Miller now chairs his 108-year-old firm’s entertainment law department, and offers full-service representation to a deep client pool, from established thesps (Courtney B. Vance) to reality stars (NeNe Leakes) to megachurchman T.D. Jakes, whose chat show is due to bow in September.
“For the first time a station group [Tegna Media] is actually underwriting a talk show,” Miller says. “We’re going to change the game of daytime syndication.”
He’s also out to change the game for minorities underrepresented in the legal profession. Miller urges young people to “get committed to learning, building your skill set, and building relationships,” he says. “For people of color it’s very difficult to get invited to the party.
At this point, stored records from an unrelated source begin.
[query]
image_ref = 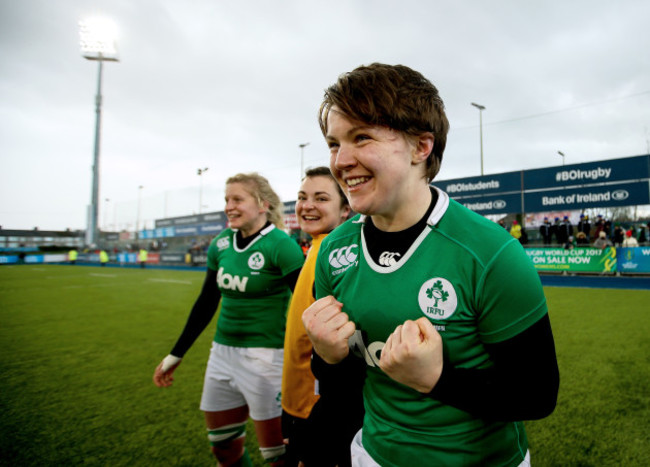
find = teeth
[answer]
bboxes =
[345,177,368,187]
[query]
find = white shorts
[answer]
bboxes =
[200,342,284,420]
[350,430,530,467]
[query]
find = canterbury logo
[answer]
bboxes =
[379,251,402,266]
[329,244,359,268]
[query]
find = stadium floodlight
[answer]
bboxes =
[196,167,208,214]
[135,185,144,239]
[471,102,485,175]
[79,18,118,245]
[298,143,309,180]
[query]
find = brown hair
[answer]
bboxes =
[303,166,350,207]
[319,63,449,182]
[226,172,284,230]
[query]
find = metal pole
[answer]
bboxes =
[86,58,104,245]
[135,185,144,239]
[298,143,309,180]
[478,109,483,175]
[471,102,485,175]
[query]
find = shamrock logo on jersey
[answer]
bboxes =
[248,251,264,271]
[427,281,449,307]
[418,277,458,320]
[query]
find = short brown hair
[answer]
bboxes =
[318,63,449,182]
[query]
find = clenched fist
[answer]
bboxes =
[379,317,442,393]
[302,295,356,364]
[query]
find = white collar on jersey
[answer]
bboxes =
[232,224,275,253]
[354,185,449,229]
[356,187,449,274]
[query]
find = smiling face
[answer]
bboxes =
[225,183,268,237]
[325,107,433,230]
[296,176,350,237]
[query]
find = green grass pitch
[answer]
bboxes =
[0,265,650,467]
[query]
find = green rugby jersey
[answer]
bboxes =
[316,190,547,467]
[208,225,304,349]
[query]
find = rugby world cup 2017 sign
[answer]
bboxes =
[526,247,616,273]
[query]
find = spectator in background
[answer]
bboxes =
[594,230,614,250]
[282,167,365,467]
[558,216,573,244]
[99,249,108,266]
[576,232,589,246]
[68,248,79,264]
[594,214,605,240]
[564,235,576,250]
[639,224,648,245]
[621,229,639,248]
[614,222,625,246]
[138,248,148,268]
[539,217,553,245]
[153,173,304,466]
[578,214,591,238]
[510,221,521,240]
[551,217,563,245]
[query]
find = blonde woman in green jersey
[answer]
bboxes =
[153,173,304,466]
[303,63,559,467]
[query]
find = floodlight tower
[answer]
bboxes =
[79,18,118,245]
[472,102,485,175]
[196,167,208,214]
[298,143,309,180]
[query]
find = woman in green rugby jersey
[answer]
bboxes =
[303,64,559,467]
[153,173,304,466]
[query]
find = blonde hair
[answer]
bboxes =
[226,172,284,230]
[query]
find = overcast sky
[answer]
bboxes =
[0,0,650,230]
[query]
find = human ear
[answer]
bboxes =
[411,132,435,165]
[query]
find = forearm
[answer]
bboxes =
[429,316,559,421]
[170,270,221,357]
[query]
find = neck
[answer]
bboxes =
[371,184,432,232]
[239,216,267,238]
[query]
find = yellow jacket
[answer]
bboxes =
[282,234,327,418]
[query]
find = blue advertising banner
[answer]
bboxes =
[524,181,650,212]
[431,172,521,199]
[454,193,522,215]
[616,246,650,274]
[523,155,650,191]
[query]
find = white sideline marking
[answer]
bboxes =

You have to make a strategic effort to find out where things are that you can be part of.”
At the same time, those in power “have to step out of their bubble and build bridges of communication,” making the physical effort “to place themselves where they can actually interact with African-Americans, Asians, Latinos outside of their comfort zone.” (There’ll be more walking the walk, he implies, when commercial pressures force the issue.)
A student of Hollywood’s Golden Age moguls — the Disneys, Goldwyns, and Cohns — Miller tries to follow their visionary habit of challenging past paradigms.
“I constantly think beyond where I am, and I try very hard to put a plan in place to get to that next space. I’ve never felt like I was the smartest. I’ve never felt like I was the most connected, and I surely wasn’t the most well-prepared.
But I worked harder than most, and I’ve been more committed to figuring out an alternative way to success, even if I can’t go through the front door.”
It all started with the stage door. But the Beverly Hills Bar Assn.’s Entertainment Lawyer of the Year is decidedly entering the front door now.